There are many questions that remain to be answered, including which brain receptors ketamine binds. There is evidence that ketamine may activate brain’s opioid system. However, it is not clear if this is the key to ketamines antidepressant and misuse potential. Zarate states that there are concerns regarding the abuse potential, which we shouldn’t minimize. He explains that part of the solution is to make sure there are standardized procedures in place to stop ketamine being prescribed too loosely.
Clayton is a patient and frequents online patient forums. There, Clayton shares stories of patients who have received “cowboy” treatments such as ketamine lozenges. These are not supported by science and look like something out of the Wild West. Although providers are required to follow Spravato’s risk assessment and mitigation strategy protocol, there is no FDA-approved, standardized procedure for intravenous racemic ketamine dispensing to treat depression. Anesthesiologists have been administering this form of ketamine at independent clinics for years in order to treat chronic pain and other off-label indications. Clayton is concerned that depression patients may be at greater risk as more clinics offer treatment.
Clayton still receives ketamine treatments every two weeks to this day.

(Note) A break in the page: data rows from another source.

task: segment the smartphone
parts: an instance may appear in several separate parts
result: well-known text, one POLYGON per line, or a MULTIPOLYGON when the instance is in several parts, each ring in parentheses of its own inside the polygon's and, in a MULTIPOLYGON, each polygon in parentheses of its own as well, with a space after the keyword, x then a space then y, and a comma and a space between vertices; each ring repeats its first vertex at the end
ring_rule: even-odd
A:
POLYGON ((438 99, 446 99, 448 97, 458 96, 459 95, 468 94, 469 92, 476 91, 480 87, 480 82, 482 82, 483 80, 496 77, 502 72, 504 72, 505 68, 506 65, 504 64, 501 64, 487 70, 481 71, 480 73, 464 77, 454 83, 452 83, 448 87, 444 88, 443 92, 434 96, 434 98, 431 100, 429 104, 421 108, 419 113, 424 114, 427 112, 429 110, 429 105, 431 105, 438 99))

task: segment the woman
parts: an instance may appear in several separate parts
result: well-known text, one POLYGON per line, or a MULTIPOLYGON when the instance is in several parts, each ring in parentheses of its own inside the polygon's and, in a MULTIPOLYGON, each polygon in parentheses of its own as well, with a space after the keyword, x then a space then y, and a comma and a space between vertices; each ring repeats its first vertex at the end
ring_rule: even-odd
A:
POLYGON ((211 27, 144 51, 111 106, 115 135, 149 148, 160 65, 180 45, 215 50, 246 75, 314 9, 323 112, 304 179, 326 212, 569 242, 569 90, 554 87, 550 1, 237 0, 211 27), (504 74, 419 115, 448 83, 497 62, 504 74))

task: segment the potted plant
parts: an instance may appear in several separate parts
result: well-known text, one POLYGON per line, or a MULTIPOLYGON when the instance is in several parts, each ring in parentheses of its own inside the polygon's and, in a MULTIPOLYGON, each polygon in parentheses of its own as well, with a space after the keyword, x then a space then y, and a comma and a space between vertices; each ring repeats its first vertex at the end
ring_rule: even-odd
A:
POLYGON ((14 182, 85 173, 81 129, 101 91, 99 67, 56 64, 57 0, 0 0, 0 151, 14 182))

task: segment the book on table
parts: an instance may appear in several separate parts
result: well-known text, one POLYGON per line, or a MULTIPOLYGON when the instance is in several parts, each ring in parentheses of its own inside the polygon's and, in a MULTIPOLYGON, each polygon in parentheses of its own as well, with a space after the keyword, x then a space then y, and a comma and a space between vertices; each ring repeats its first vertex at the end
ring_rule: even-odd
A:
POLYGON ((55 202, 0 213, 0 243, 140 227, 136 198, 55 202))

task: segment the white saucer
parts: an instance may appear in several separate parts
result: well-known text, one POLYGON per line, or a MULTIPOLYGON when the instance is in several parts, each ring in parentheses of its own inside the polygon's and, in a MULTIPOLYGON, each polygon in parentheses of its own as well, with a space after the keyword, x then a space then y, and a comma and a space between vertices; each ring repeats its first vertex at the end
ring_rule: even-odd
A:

Clayton tried to participate in Spravato’s clinical trials before its FDA approval but was not able to respond to it. Since then, she has chosen intravenous racemic ketoamine. However, her insurance won’t cover it. She explains that the drug is quite inexpensive, but the administration of the infusions takes time and supervision, which can increase the out-of pocket costs to anywhere between $600 and $2,000 per treatment. She relies on the kindness of her doctors and hospital administrators for free care.
It was pure luck that saved her from certain death. She had access to doctors and medical resources that few others have. She is a Yale Family Violence Research Program mental health researcher and has been trained in healthcare advocacy. This means she is better equipped than many to navigate the complex healthcare system. Yet, she admits that it was nearly impossible for her to get the treatment and almost ended up in death.
Despite the numerous hurdles remaining regarding ketamine accessibility, treatment protocols, and side effects, there is still optimism. Both patients and providers hope that ketamine will open the door to new drug treatments and provide a better understanding of depression’s neurological underpinnings.
Krystal states that these drugs have profound effects on consciousness. “So we are learning about neurobiology, psychopharmacology and the higher aspects human consciousness as well as the treatment of these diseases and illnesses. This is also exciting.